IKEA To Sell Solar Panels In UK - venutip
http://www.wbur.org/npr/227790364/no-assembly-required-ikea-to-sell-solar-panels-in-u-k
======
DanBC
> _" 'We know that our customers want to live more sustainably and we hope
> working with Hanergy to make solar panels affordable and easily available
> helps them do just that,' said Joanna Yarrow, Ikea's head of sustainability
> in the UK and Ireland."_

Semi-disposable furniture doesn't feel particularly sustainable. I guess it'd
be better if they included a sensible reuse / recycle programme, and avoided
some of the unpleasant materials they sometimes currently use.

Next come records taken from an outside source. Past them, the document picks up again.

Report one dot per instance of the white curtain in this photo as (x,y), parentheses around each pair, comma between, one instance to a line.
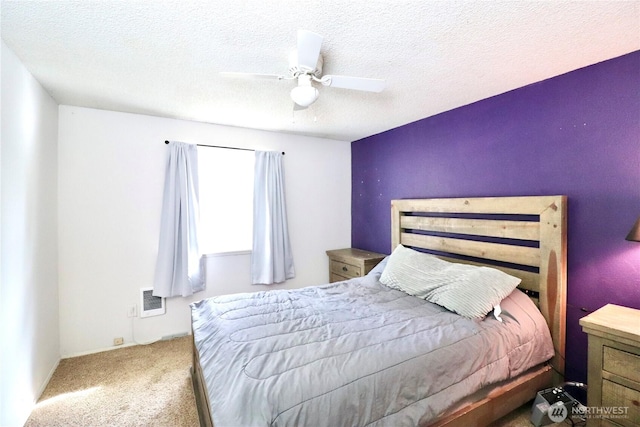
(271,260)
(178,268)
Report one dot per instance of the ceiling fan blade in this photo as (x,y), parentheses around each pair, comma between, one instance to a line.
(309,45)
(355,83)
(251,75)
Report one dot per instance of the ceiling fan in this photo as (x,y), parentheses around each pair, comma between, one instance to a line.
(305,66)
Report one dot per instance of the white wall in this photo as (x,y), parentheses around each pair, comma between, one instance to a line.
(111,172)
(29,254)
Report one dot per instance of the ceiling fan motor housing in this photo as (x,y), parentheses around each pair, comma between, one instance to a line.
(295,69)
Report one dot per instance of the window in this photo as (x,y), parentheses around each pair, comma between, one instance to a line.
(226,199)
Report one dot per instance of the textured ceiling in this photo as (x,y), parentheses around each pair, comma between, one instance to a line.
(163,58)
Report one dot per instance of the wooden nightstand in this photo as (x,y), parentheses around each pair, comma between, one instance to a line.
(348,263)
(613,377)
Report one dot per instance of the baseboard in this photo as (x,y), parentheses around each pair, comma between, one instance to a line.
(99,350)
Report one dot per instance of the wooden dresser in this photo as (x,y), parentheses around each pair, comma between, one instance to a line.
(348,263)
(613,377)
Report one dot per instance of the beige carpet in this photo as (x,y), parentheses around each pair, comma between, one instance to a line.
(146,385)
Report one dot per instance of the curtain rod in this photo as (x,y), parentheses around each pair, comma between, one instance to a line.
(220,146)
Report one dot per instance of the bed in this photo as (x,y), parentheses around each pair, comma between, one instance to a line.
(354,352)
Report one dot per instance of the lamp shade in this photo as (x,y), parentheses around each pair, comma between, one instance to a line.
(634,234)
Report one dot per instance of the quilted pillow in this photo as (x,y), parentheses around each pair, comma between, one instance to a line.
(467,290)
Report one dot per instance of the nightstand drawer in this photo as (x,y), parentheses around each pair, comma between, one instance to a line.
(621,363)
(624,399)
(345,270)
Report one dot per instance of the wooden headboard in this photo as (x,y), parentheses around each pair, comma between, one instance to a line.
(522,236)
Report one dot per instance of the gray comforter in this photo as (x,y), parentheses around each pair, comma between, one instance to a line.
(354,353)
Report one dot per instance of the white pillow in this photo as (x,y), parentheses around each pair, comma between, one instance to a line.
(465,289)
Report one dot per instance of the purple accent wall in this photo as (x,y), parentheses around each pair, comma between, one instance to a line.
(577,134)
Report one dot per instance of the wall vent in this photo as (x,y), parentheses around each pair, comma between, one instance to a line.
(150,305)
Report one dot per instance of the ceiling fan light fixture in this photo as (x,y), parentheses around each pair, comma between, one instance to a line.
(304,94)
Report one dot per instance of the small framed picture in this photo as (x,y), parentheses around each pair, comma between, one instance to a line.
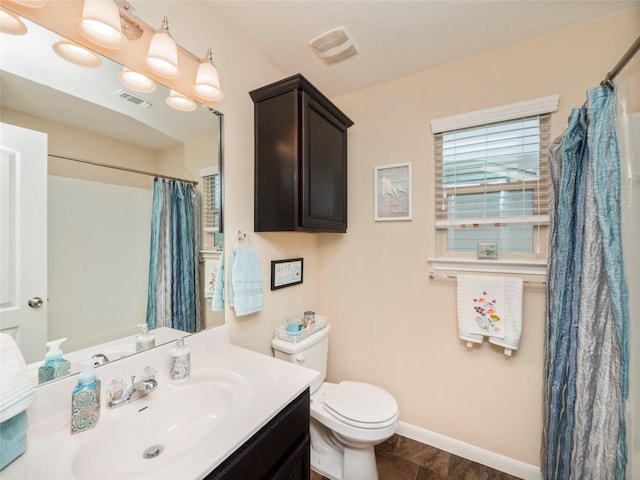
(487,250)
(392,192)
(285,273)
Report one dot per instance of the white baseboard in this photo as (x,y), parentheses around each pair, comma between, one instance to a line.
(471,452)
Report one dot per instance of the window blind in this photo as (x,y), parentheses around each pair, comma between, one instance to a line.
(491,176)
(494,173)
(211,203)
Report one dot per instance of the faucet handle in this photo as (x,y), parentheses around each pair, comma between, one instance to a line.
(149,372)
(117,389)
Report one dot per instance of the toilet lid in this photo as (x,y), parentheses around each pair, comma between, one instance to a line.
(362,405)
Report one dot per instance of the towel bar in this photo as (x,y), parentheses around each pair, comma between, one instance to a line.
(453,277)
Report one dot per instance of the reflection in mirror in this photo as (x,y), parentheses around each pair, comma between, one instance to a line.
(97,217)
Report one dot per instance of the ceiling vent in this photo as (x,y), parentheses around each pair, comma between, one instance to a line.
(135,99)
(334,46)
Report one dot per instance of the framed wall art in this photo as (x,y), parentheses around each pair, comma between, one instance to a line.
(285,273)
(392,192)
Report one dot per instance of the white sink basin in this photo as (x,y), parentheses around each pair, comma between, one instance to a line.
(146,434)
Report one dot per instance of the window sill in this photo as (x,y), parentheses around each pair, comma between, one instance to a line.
(521,267)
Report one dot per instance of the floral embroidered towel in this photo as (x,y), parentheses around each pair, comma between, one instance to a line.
(490,306)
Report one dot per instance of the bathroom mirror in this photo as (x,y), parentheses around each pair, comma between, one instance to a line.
(89,115)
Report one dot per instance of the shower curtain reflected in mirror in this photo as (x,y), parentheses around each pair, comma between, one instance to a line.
(173,295)
(587,330)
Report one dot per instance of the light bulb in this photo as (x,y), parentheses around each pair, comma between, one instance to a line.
(180,102)
(10,23)
(136,81)
(207,84)
(162,57)
(100,23)
(77,54)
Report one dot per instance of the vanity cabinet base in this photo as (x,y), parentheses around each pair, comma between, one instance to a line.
(279,451)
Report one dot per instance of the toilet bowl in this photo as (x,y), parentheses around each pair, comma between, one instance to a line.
(347,419)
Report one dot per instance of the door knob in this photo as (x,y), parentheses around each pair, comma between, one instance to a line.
(35,302)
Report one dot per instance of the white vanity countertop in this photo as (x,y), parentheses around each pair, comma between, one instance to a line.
(268,385)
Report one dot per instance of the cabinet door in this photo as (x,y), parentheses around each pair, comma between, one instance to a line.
(324,169)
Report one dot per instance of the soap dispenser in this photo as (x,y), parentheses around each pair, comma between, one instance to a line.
(85,399)
(54,366)
(180,362)
(146,339)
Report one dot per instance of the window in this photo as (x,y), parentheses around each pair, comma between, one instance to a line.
(210,200)
(492,181)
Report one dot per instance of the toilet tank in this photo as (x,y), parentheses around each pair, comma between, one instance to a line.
(310,352)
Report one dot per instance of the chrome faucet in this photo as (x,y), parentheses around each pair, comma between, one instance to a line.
(99,359)
(122,392)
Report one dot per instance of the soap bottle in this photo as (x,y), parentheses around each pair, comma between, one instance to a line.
(85,400)
(145,340)
(54,366)
(180,362)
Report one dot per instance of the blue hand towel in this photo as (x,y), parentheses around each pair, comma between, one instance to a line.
(217,302)
(245,281)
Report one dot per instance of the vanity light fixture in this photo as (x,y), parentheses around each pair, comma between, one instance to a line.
(162,57)
(207,84)
(100,23)
(31,3)
(10,23)
(74,53)
(136,81)
(180,102)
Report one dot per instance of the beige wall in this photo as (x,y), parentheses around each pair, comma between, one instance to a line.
(392,325)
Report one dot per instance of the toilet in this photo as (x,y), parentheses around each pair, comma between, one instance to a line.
(347,419)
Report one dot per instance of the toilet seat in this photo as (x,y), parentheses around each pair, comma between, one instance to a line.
(361,405)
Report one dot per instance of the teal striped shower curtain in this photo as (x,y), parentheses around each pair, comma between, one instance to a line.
(587,331)
(173,294)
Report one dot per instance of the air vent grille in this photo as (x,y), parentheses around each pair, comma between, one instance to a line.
(134,98)
(334,46)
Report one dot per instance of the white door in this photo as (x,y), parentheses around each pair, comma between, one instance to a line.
(23,238)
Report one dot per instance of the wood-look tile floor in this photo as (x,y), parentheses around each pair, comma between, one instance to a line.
(401,458)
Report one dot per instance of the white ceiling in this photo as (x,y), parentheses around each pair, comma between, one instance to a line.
(396,37)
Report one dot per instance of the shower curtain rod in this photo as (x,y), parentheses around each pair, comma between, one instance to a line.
(125,169)
(608,80)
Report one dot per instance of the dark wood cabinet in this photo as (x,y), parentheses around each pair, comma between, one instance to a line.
(300,159)
(279,451)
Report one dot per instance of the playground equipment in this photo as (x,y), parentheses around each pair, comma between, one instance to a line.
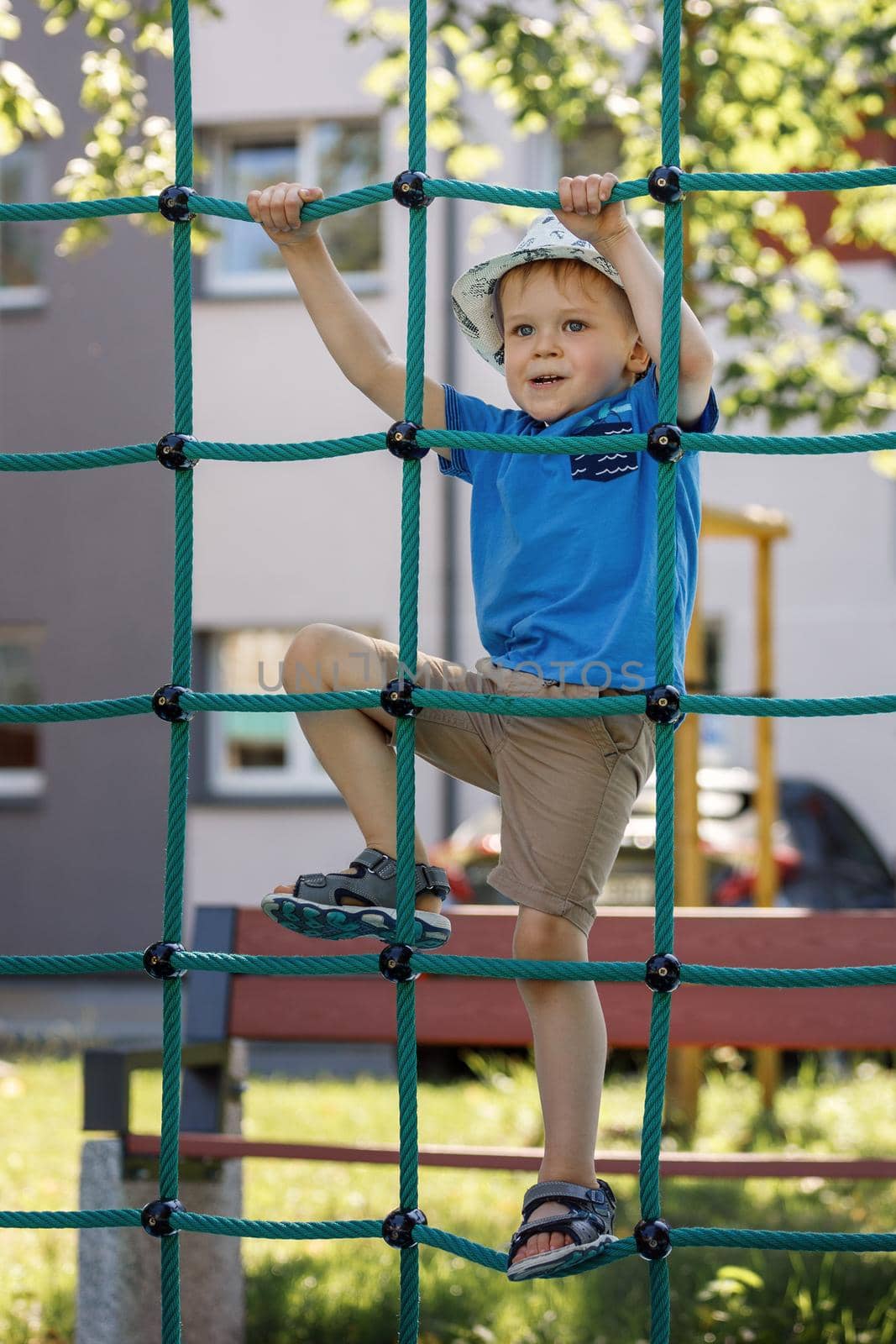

They also have some scummy tax shenanigans. Avoiding tax is fine, but it's
awkward when you also claim to be socially responsible.

Having an ex-Nazi for a leader is also troubling for some people.

([http://www.telegraph.co.uk/news/worldnews/europe/sweden/8772...](http://www.telegraph.co.uk/news/worldnews/europe/sweden/8772007/IKEA-
founder-pledges-1bn-to-charity-following-Nazi-past-revelations.html))

> _The move follows last month’s revelations that Mr Kamprad at the age of 17
> had been an active recruiter and a registered member of the Svensk
> Socialistisk Samling (SSS), the successor to the Swedish Nazi party._

------
bestham
At least they are already flat pack.